Old barns , lime kilns and quarries above commondale , North York moors

Описание к видео Old barns , lime kilns and quarries above commondale , North York moors

The kilns operated from 1817 to 1838 by Otley & Lightbody and exploited “a localised bed of impure limestone“1. As this was prior to the railway arriving in Castleton in 1861, the product, either quicklime or slaked lime, had to be transported to Cleveland by pannier train via Baysdale (I am guessing this was to avoid tolls on the Stokesley to Whitby turnpike road)2. Coal for the kilns was probably supplied locally from such moorland fields as Danby, Baysdale and Rudland Rigg.
Quicklime is highly unstable reacting violently with water. It can be used to bury dead animals to prevent the spread of diseases and is also used in mining and quarrying. When carefully mixed with water, slaked lime is produced which is used in buildings and agriculture3.
However, Commondale limestone was too impure for agriculture. In 1853, Dr. George Merryweather, extolling the virtues of the proposed railway wrote in the York Herald “there is a bed of limestone, 13 feet thick, with very little covering, extending three quarters of a mile. As that limestone is highly impregnated with iron, it would not answer for agriculture ; but it must be invaluable for smelting purposes.”4
One of the partners of Otley & Lightbody, must be Richard Otley, one of the founders of the Middlesbrough Pottery Co. in 183456., a company which has also been credited with building the kilns7.

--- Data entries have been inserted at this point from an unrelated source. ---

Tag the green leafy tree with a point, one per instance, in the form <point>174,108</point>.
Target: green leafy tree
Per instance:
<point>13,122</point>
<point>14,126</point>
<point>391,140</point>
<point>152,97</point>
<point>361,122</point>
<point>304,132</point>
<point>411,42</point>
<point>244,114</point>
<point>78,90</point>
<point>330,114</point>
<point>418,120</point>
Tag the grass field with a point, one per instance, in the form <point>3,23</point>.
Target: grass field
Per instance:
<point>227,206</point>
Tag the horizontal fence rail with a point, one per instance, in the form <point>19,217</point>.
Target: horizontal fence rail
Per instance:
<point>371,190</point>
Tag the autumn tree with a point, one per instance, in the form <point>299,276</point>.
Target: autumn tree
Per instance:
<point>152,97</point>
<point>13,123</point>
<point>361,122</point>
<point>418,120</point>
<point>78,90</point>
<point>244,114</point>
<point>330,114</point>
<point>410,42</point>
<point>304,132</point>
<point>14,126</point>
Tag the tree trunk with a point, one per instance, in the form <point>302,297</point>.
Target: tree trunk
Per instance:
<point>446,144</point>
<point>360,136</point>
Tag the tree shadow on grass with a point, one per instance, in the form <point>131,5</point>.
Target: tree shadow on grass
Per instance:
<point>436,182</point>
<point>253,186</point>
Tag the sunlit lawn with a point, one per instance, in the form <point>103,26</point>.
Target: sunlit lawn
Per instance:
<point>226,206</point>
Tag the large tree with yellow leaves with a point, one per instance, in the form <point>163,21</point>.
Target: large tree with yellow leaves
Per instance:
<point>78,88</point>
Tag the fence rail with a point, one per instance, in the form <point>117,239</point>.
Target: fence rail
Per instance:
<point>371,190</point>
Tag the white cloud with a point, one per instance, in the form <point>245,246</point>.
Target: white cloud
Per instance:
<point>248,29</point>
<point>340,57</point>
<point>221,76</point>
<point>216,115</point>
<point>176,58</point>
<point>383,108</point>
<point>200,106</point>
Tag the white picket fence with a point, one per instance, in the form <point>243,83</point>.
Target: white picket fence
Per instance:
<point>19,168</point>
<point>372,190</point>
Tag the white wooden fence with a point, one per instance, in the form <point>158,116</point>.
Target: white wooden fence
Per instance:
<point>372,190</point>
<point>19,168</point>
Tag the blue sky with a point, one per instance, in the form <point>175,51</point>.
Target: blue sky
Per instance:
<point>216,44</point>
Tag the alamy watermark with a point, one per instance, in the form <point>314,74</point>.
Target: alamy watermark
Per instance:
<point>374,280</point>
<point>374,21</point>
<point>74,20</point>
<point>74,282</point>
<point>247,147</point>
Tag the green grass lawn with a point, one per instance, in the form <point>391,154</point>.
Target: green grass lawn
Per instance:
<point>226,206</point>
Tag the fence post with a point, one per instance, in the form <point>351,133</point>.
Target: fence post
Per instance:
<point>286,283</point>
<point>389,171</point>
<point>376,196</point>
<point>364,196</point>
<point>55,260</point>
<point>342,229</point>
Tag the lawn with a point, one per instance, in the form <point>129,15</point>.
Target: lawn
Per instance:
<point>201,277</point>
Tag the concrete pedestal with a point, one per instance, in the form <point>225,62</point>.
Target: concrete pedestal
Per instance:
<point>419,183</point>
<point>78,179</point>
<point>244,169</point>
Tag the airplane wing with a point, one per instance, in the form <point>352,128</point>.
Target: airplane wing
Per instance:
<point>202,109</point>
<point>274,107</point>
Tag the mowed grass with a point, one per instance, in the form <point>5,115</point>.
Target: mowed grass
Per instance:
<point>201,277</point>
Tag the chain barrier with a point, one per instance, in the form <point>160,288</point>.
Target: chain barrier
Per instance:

By the time of the opening of the railway as far as Castleton in 1861, the kilns had been abandoned for 23 years but it seems there was still sufficient limestone available to drive high expectations for the industrial development of Castleton and the Esk valley. “In the course of time we expect to see all along these dales extensive jet manufactories blast furnaces, rolling mills, whinstone and freestone quarries open, limekilns, pent works for making charcoal, and many other kinds of manufactures, where there are almost all the materials open to the day, and where it is next to impossible to get them at a cheaper rate.“8
I’m sure glad that didn’t come to pass.